If Pelosi wants to see “dehumanization” she can stare intensely at the faces of people who have been robbed of hope and enterprise through the kinds of policies increasingly revered in her Party. 

The present crisis is that the disease in Washington is spreading throughout the land. Pelosi, for example, was appalled that Donald Trump labeled members of a terrifying street gang as “animals.”  She fired back by generalizing that in so labeling the gang, Trump was including all “undocumented immigrants.” Pelosi wondered aloud: “does he not believe in the spark of divinity? In the dignity and worth of every person? Every day you think you’ve seen it all, along comes another manifestation of why their policies are so inhumane.”

What?

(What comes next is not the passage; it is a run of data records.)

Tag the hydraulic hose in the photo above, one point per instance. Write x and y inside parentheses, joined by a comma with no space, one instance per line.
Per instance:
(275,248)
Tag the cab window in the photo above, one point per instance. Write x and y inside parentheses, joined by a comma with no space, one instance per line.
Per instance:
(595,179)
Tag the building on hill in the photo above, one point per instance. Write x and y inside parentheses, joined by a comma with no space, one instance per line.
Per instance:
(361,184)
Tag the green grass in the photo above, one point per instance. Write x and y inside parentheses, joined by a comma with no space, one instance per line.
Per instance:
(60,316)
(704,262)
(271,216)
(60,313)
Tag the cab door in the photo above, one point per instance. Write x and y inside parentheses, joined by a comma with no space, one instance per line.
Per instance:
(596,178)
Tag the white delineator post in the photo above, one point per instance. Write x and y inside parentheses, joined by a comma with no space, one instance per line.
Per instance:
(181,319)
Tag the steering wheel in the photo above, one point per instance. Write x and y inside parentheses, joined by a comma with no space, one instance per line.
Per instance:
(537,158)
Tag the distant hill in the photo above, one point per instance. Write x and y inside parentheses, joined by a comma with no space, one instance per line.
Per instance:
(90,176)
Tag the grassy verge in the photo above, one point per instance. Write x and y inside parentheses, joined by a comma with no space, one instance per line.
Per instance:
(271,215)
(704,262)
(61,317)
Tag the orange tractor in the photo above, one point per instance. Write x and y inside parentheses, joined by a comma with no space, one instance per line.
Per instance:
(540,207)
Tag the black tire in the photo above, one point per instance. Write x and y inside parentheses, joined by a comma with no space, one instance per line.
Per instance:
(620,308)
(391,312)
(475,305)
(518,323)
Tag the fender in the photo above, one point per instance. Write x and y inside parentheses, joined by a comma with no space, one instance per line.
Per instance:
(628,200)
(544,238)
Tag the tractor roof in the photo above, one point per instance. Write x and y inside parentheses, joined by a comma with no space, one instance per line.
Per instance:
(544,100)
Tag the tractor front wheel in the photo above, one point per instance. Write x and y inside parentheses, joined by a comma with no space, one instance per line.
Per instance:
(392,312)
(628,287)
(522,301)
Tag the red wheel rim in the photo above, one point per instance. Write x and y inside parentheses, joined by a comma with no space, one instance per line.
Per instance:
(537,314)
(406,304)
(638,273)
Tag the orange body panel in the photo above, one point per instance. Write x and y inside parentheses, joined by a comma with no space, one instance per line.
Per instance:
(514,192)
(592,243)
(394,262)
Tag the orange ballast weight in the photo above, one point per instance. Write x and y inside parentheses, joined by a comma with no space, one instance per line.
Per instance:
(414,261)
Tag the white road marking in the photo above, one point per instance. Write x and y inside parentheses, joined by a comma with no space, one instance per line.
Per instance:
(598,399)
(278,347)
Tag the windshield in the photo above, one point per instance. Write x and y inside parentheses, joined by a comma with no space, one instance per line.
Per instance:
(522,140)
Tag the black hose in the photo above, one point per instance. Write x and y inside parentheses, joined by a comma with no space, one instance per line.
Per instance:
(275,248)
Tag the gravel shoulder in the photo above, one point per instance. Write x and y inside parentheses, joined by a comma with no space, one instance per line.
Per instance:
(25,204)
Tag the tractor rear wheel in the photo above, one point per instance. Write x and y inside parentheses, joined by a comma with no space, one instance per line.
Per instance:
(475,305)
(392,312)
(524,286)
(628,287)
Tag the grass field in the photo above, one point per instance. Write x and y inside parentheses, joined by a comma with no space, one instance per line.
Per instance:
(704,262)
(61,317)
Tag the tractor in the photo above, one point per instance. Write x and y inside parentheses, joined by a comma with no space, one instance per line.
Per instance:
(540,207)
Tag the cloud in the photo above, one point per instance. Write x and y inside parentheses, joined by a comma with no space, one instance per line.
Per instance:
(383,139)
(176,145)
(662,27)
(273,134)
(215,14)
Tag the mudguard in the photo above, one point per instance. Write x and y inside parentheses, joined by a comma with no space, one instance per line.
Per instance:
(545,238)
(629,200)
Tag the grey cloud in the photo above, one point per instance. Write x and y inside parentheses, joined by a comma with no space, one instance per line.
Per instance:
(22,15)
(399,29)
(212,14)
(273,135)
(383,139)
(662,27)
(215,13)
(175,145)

A woman who, with her Party, supports extending abortion right up to the point of birth, apparently fails to see the “spark of divinity” and “worth” of unborn innocents? Clearly the Speaker of the House suffers some form of legislative disassociation or policy schizophrenia.

That is among the many reasons that now is not a time for jeering and mockery, but a moment for grief and prayer for healing, and above all for the continual assertion of truth. Truth is a healing balm, an antidote to delusion.

However, that truth must not be mere political platforms, tweets from the Oval Office, partisan statements from the floors or the House and Senate, or great legal tomes from black-robed Supreme Court justices. Healing comes from the transcendent truth that sets people free and restores them to sanity.

To cast off the source of this truth is to slide into the abyss of chaos and madness. This source we have lost and this source we must recover, in Washington, D.C., and throughout the land.

We have to face the facts, America: Washington has gone crazy.

We must pray that the little bits of sanity nestling deep in the swamp will soon rise to the surface.

Wallace Henley is senior associate pastor at Houston's Second Baptist Church, and Chair of Belhaven University's Master of Ministry Leadership degree. He is a former White House and Congressional aide, and co-author of "God and Churchill", with Winston Churchill's great-grandson, Jonathan Sandys.